F5 years ago, Muhammad*, his wife and two children sought refuge in their home, alarmed by reports of violence in a nearby village. Myanmar’s military launched a so-called “clearance operation” in northern Rakhine state, forcing large numbers of Rohingya to flee to neighboring Bangladesh.

“If you remember those times, to be honest, it’s hard to eat or sleep,” he says. August 25 was a black day for the Rohingyas.

Rohingyas who fled across the border gave harrowing testimonies of gang-rapes, killings and burning of homes. The events shocked the world and led to accusations of genocide at the UN’s highest court, which the UK announced on Thursday it would support.

About 700,000 Rohingya have fled to Bangladesh, where they live in squalid and overcrowded camps. But an estimated 600,000 Rohingya remain in Myanmar, who Human Rights Watch describes as crimes against humanity of apartheid, persecution and deprivation of freedom.

‘I can’t express my sadness’

Muhammad’s village survived.

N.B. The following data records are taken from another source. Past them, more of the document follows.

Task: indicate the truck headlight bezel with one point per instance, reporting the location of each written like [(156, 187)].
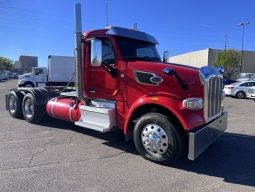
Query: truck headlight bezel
[(194, 103)]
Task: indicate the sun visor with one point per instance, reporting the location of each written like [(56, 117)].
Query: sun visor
[(133, 34)]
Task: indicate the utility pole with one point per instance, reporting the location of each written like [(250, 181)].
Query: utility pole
[(106, 10), (242, 24), (226, 40)]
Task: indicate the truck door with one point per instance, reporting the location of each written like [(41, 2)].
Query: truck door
[(101, 75), (39, 75)]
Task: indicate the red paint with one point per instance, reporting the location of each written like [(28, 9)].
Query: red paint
[(64, 108), (130, 94)]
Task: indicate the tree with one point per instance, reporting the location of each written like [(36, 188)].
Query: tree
[(228, 59), (5, 64)]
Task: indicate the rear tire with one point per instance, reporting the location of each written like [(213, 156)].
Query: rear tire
[(29, 84), (15, 104), (31, 111), (157, 139), (240, 95)]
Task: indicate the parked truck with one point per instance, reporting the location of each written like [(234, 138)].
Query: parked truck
[(122, 83), (60, 72)]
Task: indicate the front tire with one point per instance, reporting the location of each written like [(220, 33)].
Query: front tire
[(15, 104), (240, 95), (157, 139), (29, 85), (31, 111)]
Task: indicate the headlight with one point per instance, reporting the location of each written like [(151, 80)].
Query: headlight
[(193, 103)]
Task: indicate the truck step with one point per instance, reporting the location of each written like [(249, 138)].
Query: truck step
[(100, 118)]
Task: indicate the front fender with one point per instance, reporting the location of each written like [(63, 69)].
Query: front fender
[(189, 119)]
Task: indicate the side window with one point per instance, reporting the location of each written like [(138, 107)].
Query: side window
[(107, 52), (143, 52), (101, 51)]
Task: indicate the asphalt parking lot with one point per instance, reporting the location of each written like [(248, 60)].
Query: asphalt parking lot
[(58, 156)]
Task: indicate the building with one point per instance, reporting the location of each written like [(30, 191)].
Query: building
[(27, 62), (207, 57)]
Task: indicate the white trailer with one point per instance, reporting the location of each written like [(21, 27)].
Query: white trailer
[(60, 72)]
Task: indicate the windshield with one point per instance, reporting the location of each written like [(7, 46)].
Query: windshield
[(132, 49)]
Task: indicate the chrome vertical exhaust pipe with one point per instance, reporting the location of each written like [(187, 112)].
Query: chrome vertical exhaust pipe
[(78, 50)]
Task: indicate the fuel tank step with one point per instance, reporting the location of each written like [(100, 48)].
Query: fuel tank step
[(100, 116)]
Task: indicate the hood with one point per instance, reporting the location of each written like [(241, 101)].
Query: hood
[(26, 75)]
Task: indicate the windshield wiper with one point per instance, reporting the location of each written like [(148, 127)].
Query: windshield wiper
[(143, 59)]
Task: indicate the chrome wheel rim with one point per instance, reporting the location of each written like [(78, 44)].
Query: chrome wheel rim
[(240, 94), (154, 139), (12, 104), (28, 85), (29, 108)]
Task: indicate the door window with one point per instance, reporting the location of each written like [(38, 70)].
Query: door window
[(102, 52)]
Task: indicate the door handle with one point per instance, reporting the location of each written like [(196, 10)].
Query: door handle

Along with neighbors, his family decided it was safest to stay for two months, stocking up on vegetables and supplies as long as possible. “It was like a prison, we couldn’t go out of the village, we couldn’t get food,” he says.

When they were finally able to leave their village, their territory had been irrevocably changed.

Today, communities face severe restrictions on their movement, including confinement in camps and being prevented from earning a living or accessing basic services such as education and health care. According to Human Rights Watch, the military has arrested an estimated 2,000 Rohingya, including hundreds of children, for “unauthorized travel” since the coup.

“We are men in name, but we live like animals,” says Muhammad. “Even animals are happy … I cannot express sadness.”

Even getting medical treatment in hospitals is almost impossible due to the travel permits required and the huge costs and discrimination they entail.

Zhou Win, a human rights specialist at Fortify Rights, said Rohingyas are also under pressure to obtain National Verification Cards (NVCs) that would identify them as “foreign Bengalis” rather than rightful citizens of Myanmar. He added that the military does not actively campaign for people to get the cards, but in practice they are required for essential tasks such as opening a bank account or working with an international NGO. “People will inevitably have to accept NVC, even if they don’t want to,” he said.

In Rakhine State, the Rohingya are caught between two rival factions, the army and the Arakan Army, a pro-Rakhine ethnic armed group. The latter fought against the military in 2019 and 2020 and now control large parts of Rakhine State.

Many Rohingya, including Muhammad, say they both have to pay taxes.

The Arakan Army, which was previously hostile to the Rohingya, has changed its stance, referring to the Rohingya as “Muslims” instead of “Bengalis”, which is considered offensive to the Rohingya as it implies that they are foreigners. The group has now relaxed strict military restrictions on movement in areas it controls.

More broadly in Myanmar, the military’s relentless violence against communities is showing signs of shifting public opinion, with some regretting not showing more solidarity towards the Rohingya in 2017. Still, skepticism persists among Rohingya communities.

“They are speaking with their mouths, not with their hearts,” says Kadar*, who lives near Mangdaw in northern Rakhine State and is one of the few people left in his village after 2017.

This aerial photo shows the remains of a burned Rohingya village near Mangdaw in northern Rakhine State. Photo: So Zeya Tun/Reuters

Food prices increased

While the Arakan Army and the army agreed to an informal ceasefire in November 2020, fighting has resumed in recent months, residents say. Even for those who live away from the conflict, it means road closures and rising food prices.

Among the 120,000 people living in Rohingya camps in Rakhine state, established after sectarian violence in 2012, Romida* said prices of basic goods have risen. Three years ago, she was pulled out of school so her two teenage sons could work. “I had no choice,” she says. She worries about her children who have gone to work outside the camp; Others were attacked and robbed by Rakhine youths, she added.

Romida said the price of a 50kg bag of rice has already doubled to 50,000 kyat. Others told the Guardian that price rises elsewhere were even more extreme and that they did not know how communities would cope if the increases continued.

That day, Romida said she had eaten only in the morning. “I can manage some vegetables or snacks, some spinach. But there are many families who cannot arrange spinach, chillies or anything. Children have been lying at home since morning, many families have not been able to feed their children,” she added. The shelters in which the families live are flimsy and cramped; During the monsoons, their tin roofs leak, there is heavy rain, while the heat is unbearable during the hot months.

According to Human Rights Watch, the military has blocked aid sent to Rohingya camps and villages since the uprising, fueling frustration.

The difference between her life now and when her family lived freely is “like heaven and earth”, she says.